Cariprazine is a potent, orally active, dopamine D3-preferring D3/D2 receptor partial agonist and serotonin 5-HT1A receptor partial agonist approved for the treatment of adults with schizophrenia (United States and Europe) and acute manic or mixed episodes associated with bipolar I disorder (United States). Cariprazine has 2 active metabolites, desmethyl cariprazine and didesmethyl cariprazine. The combined half-life for all 3 active moieties is 1 week,9 which is relatively longer than that of other oral atypical antipsychotics.10,11 This longer half-life may be associated with sustained blood cariprazine levels and some continued effect after antipsychotic treatment interruption or discontinuation, which may have the potential to lessen relapse events in cases of intermittent or partial treatment noncompliance and increase the likelihood of sustained remission. Cariprazine has demonstrated efficacy in several short-term, placebo- and active-controlled trials in patients with acute schizophrenia.12-14 In a long-term, double-blind, placebo-controlled trial to assess the effectiveness of cariprazine in relapse prevention,15 time to relapse, the primary efficacy endpoint, was significantly longer for cariprazine versus placebo (P = .001).

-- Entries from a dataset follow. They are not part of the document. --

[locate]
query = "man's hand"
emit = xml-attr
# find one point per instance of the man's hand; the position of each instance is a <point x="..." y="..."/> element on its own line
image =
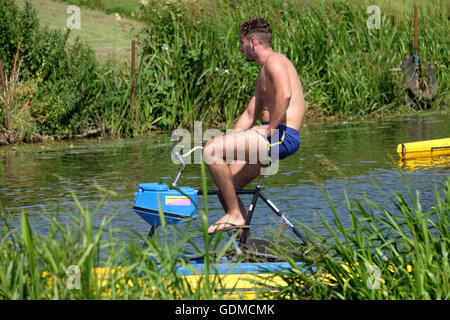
<point x="265" y="131"/>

The hazard of relapse for cariprazine-treated patients was less than half that of placebo-treated patients (hazard ratio; HR [95% CI] = 0.45 [0.28 to 0.73]). During double-blind treatment, 24.8% of cariprazine- and 47.5% of placebo-treated patients met relapse criteria, with a number needed to treat (NNT) of 5. To investigate the ability of cariprazine to sustain remission in stable patients with schizophrenia, we conducted post hoc analyses of data from this relapse prevention study applying the RSWG remission criteria.4


Study Design

Post hoc analyses were performed using data from the long-term (up to 92 weeks), multinational, randomized, double-blind, placebo-controlled relapse prevention study of cariprazine in patients with schizophrenia (NCT01412060, September 27, 2011-September 3, 2014). Detailed methods and results, including a CONSORT diagram and safety outcomes, have been previously published.15 Briefly, patients were initially stabilized with flexible-dose cariprazine (3-9 mg/d) during a 20-week, open-label phase. Patients who met stabilization criteria (PANSS total score ≤ 60; ≥ 20% decrease in PANSS total score from baseline; Clinical Global Impressions-Severity of Illness [CGI-S]16 score ≤ 4; score ≤ 4 on 7 PANSS items [delusions, conceptual disorganization, hallucinatory behavior, suspiciousness/persecution, hostility, uncooperativeness, and poor impulse control]) were randomized 1:1 to fixed-dose cariprazine (3, 6, or 9 mg/d [same dose as in the stabilization phase]) or placebo for up to 72 weeks of double-blind treatment. The study was administratively terminated for all active patients when the last randomized patient completed 26 weeks of treatment. This study was approved by an institutional review board (US study centers) or independent ethics committee (non-US study centers) and was conducted in accordance with the Declaration of Helsinki. All patients gave written informed consent.

clinical points
  • Schizophrenia is a chronic illness that requires effective long-term treatment to improve patient well-being and functional recovery.
  • Sustained remission is a critical concept of treatment response that emphasizes symptom stability over prolonged periods of time for patients with schizophrenia.
  • These post hoc analyses suggest that cariprazine may be an effective treatment for sustaining stable, prolonged remission in patients with schizophrenia who have previously tolerated and responded to cariprazine.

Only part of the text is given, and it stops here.